From left to right in the infield was the best defending core Kauffman had seen its gates opened in 1973. Covering the hot corner was 2019 second-overall pick Bobby Witt Jr., who was the leading candidate for the Rookie of the Year honors. The 21-year old phenom had dismantled opposing pitching featuring a slash line of .311/.388/.501 with 25 home runs and 102 RBI’s.
Standing to his left was perhaps one of, if not the best player in baseball, Adalberto Mondesi. The league had come accustomed to his freakish abilities back in 2019 where he managed to mash 27 home runs and collect 65 stolen bases. But 2022 was a whole different kind of animal. Mondesi was in the midst of surmounting the best statistical season a player has put up since George Brett’s MVP season in 1980. Leading the league in batting average (.352), stolen bases (81), triples (15), the kid who at one point saw much of his early career in Omaha, was on pace to win Kansas City’s first MVP title in 42 years.
His double-play partner,Nicky Lopez ,had a quiet but solid year at the dish. Although he only mustered eight home runs and sporting a .257 batting average, Lopez led the team in walks (112) and led the league in defensive WAR at 3.4. Manning the other hot corner was the slender 23-year old first baseman Nick Pratto. After a cataclysmic first half in which he fell below the Mendoza Line with a .188/.234/.388 line, many had questioned if Pratto’s sophomore slump would squander the chances of the Royals claiming that top wild-card spot. However, with the doubts hovering above him, Pratto surged in the second half to finish batting .271 including boasting a .375 average against right-handed pitchers.

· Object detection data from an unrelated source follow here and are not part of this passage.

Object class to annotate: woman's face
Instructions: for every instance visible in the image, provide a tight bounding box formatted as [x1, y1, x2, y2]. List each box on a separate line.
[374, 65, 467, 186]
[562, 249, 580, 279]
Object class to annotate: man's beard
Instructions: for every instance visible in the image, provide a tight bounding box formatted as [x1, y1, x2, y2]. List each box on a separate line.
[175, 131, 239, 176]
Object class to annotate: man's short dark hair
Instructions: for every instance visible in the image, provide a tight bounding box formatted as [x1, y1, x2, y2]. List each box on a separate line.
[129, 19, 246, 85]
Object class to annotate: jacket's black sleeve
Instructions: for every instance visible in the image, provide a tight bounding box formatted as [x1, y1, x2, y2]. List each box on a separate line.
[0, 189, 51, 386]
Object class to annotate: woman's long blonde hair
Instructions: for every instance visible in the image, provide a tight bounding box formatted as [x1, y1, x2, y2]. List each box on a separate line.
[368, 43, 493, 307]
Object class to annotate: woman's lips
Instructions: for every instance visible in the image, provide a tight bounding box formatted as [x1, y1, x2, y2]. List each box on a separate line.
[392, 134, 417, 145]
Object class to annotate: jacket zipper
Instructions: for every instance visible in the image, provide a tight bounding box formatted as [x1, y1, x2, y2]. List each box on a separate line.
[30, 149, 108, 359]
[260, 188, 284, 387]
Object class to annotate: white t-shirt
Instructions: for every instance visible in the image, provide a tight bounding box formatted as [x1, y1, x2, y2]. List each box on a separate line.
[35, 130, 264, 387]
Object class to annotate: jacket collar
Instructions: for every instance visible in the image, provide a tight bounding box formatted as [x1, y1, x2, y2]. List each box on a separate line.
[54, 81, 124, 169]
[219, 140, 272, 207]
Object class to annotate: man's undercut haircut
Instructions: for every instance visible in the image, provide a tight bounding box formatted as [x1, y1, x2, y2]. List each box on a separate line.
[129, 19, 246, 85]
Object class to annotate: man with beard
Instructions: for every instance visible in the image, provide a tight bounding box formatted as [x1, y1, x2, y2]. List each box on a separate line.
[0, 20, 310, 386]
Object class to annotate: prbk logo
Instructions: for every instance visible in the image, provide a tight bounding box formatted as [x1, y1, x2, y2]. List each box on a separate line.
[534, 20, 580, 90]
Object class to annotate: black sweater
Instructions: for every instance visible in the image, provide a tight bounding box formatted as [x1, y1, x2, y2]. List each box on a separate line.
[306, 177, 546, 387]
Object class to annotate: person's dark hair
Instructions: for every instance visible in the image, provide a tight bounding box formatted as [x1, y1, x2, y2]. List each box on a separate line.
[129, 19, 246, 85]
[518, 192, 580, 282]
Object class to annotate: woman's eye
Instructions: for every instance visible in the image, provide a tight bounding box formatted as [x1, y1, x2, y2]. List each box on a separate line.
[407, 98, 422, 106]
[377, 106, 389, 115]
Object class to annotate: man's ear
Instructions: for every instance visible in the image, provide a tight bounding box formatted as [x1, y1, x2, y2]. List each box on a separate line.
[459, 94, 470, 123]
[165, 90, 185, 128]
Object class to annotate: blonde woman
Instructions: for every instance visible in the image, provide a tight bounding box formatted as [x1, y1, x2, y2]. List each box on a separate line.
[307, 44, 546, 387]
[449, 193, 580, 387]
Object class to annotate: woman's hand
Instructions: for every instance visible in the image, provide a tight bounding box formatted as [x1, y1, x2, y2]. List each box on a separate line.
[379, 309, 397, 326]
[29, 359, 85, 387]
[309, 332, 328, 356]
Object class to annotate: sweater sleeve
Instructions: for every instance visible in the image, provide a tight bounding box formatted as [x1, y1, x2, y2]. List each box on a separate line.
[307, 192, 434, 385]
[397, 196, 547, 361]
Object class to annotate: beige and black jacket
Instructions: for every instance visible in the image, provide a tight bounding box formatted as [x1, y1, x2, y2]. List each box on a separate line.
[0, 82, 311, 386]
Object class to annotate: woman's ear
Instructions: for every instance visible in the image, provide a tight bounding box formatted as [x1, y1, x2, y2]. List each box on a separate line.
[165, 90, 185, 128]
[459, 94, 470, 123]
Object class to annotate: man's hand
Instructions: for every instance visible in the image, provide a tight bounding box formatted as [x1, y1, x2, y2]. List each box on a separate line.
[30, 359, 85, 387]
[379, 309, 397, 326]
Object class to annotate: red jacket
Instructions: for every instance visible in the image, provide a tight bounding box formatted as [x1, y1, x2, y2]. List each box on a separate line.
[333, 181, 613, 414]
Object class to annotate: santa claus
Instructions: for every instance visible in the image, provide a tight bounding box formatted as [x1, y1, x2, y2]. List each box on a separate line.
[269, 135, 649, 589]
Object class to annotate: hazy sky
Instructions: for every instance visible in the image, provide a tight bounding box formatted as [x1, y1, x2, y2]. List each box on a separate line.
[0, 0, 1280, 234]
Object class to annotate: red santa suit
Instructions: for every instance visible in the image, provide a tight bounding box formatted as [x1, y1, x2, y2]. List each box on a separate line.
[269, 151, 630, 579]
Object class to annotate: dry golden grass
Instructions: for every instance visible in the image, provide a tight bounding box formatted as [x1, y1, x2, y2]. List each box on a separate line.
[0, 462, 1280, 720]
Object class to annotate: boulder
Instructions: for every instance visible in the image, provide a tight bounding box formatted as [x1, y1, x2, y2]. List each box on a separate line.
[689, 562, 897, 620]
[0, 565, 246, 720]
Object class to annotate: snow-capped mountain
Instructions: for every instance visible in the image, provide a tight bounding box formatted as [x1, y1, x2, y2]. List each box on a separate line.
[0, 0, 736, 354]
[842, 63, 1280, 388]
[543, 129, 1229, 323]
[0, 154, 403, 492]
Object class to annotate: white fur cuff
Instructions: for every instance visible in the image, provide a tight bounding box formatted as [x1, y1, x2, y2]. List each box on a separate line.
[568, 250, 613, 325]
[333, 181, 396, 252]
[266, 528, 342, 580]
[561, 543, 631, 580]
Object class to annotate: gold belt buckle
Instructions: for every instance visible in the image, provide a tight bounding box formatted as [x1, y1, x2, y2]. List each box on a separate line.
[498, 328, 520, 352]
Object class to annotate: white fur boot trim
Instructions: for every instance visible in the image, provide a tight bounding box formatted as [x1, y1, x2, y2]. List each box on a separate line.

Receiving the warm-up tosses behind the plate was the predecessor of Salvador Perez in M.J Melendez. Stepping into a role that once employed the face of the franchise and constant recipient of Gold Glove awards, the now 6’1, 200 lb Melendez had bounced back from his woeful rookie season in which he was a member on the I-70 bus to and from Omaha. Knocking in 65 runs in 2022, the kid from Daytona Beach, Florida was methodically moving himself in the right direction with his gaudy expectations. Of course, none of that wouldn’t have happened if Dayton Moore hadn’t resigned Salvador Perez to a two-year-extension at the end of the 2021 season. Now taking the role as a full-time DH and starting occasional Sunday afternoon games at catcher, Perez’s tutelage of the younger group had been noted as a paramount part of the team’s recent burst of success.
As Melendez whipped the final practice toss from Lynch down to Mondesi at second, the former top prospect in the Tampa Bay Rays farm system, switch-hitting Wander Franco, dug into the right-handed batter’s box. The crowd clamored in unison. “Let’s go Royals!” clap* clap* clap*- clap*- clap* Again. “Let’s go Royals!” clap* clap* clap*- clap*- clap*. The echo could be heard from Power and Light where thousands had gathered to watch. Coming set at the belt Lynch hurled pitch number one. A 98 mph four-seam fastball that painted the outside corner for a strike. From the dugout suites to the top row, the stadium shook so violently from the noise it left its neighbor, Arrowhead Stadium, in awe. Baseball was back in Kansas City once again, and it was here to stay.